Gestion durable des ressources naturelles en Afrique Centrale: Cas des produits forestiers non ligneux au Cameroun et au Gabon( Télécharger le fichier original )par Sandrine Carole TAGNE KOMMEGNE Université de Limoges - Master 2 en droit international et comparé de l'environnement 2007 |
PARAGRAPHE II: EVOLUTION DES INSTITUTIONS INTERNES APRÈS LE SOMMET DE LA TERRE DE 1992.Le sommet de Rio de 1992 avait pour but d'être un tournant en terme de gestion de ressources naturelles. La préparation et la tenue de ce sommet a permis une meilleure prise de conscience, à l'échelle mondiale mais aussi dans la sous région de l'importance de la biodiversité pour le développement et la survie de l'humanité, de son érosion et des responsabilité humaine en jeu. En effet, le fait pour chaque État africain d'élaborer un rapport national sur l'environnement devant parvenir au secrétariat de la Conférence des nations unies sur l'environnement et le développement (CNUED) avant le sommet de Rio a permis que chaque État prenne conscience de sa situation environnementale.
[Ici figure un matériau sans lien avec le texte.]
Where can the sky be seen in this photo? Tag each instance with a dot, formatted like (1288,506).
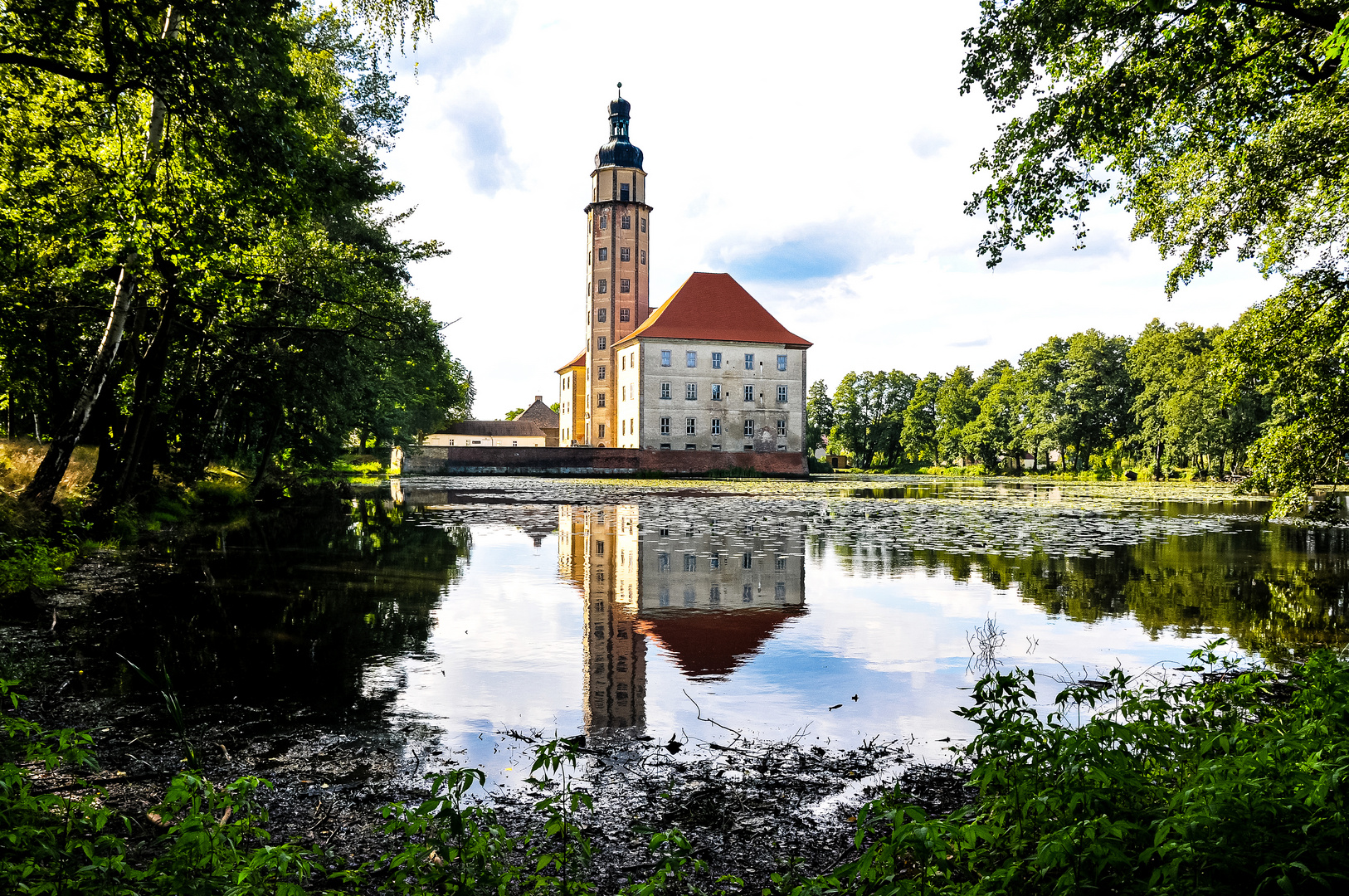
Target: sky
(818,153)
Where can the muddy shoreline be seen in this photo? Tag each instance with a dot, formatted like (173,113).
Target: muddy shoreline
(749,807)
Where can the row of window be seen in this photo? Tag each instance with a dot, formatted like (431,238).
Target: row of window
(663,562)
(691,392)
(691,359)
(691,426)
(713,597)
(625,223)
(625,254)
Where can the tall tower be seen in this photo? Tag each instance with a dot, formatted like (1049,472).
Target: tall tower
(616,295)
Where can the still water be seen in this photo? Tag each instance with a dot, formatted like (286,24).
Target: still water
(834,610)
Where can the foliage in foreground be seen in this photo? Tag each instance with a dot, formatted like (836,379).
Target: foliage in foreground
(1230,783)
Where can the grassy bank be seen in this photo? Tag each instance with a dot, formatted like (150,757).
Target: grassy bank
(1215,779)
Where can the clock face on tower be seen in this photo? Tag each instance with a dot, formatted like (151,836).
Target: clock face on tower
(616,299)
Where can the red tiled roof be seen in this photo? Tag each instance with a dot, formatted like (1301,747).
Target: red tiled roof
(577,362)
(713,308)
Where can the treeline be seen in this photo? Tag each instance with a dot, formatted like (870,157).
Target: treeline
(194,262)
(1171,397)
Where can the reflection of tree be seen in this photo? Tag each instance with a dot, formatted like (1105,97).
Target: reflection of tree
(292,606)
(1279,592)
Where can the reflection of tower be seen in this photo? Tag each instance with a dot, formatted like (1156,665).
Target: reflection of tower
(616,297)
(598,551)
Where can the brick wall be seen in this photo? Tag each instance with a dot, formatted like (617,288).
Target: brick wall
(592,462)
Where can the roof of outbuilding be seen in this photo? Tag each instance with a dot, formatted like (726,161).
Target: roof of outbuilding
(713,308)
(577,362)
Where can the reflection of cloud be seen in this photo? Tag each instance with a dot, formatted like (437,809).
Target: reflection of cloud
(490,163)
(928,144)
(471,37)
(810,252)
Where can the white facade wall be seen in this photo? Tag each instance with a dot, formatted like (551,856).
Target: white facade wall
(641,402)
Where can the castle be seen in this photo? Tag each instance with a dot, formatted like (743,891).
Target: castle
(709,370)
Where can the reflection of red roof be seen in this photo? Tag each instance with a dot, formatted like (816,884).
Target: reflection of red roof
(713,308)
(577,362)
(711,644)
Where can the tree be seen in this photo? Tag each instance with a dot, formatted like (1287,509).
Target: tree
(920,420)
(956,408)
(819,416)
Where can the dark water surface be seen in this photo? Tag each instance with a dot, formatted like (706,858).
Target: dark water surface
(474,606)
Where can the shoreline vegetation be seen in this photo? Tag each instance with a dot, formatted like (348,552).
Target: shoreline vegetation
(1206,777)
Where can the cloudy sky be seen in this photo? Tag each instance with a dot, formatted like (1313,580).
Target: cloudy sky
(818,153)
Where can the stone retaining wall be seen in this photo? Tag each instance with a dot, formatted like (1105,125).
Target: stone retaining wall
(443,460)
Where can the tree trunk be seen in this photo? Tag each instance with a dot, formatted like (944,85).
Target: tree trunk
(53,469)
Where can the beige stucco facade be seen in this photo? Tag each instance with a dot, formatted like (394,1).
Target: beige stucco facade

Plus, en terme de législation et d'institutions, la prise de conscience s'est « Traduit par la création des services environnementaux ou la prise en compte de la biodiversité dans les textes, mais aussi par l'émergence d'un secteur non gouvernemental dans ce domaine »47(*). Ici, nous verrons l'émergence du concept de gestion participative qui aura beaucoup d'effet et ensuite, nous verrons la création des institutions publiques et para-publiques. A. LA REVOLUTION APPORTÉE A LA PARTICIPATION DE LA SOCIÉTÉ CIVILE PAR LA NOTION DE GESTION PARTICIPATIVE.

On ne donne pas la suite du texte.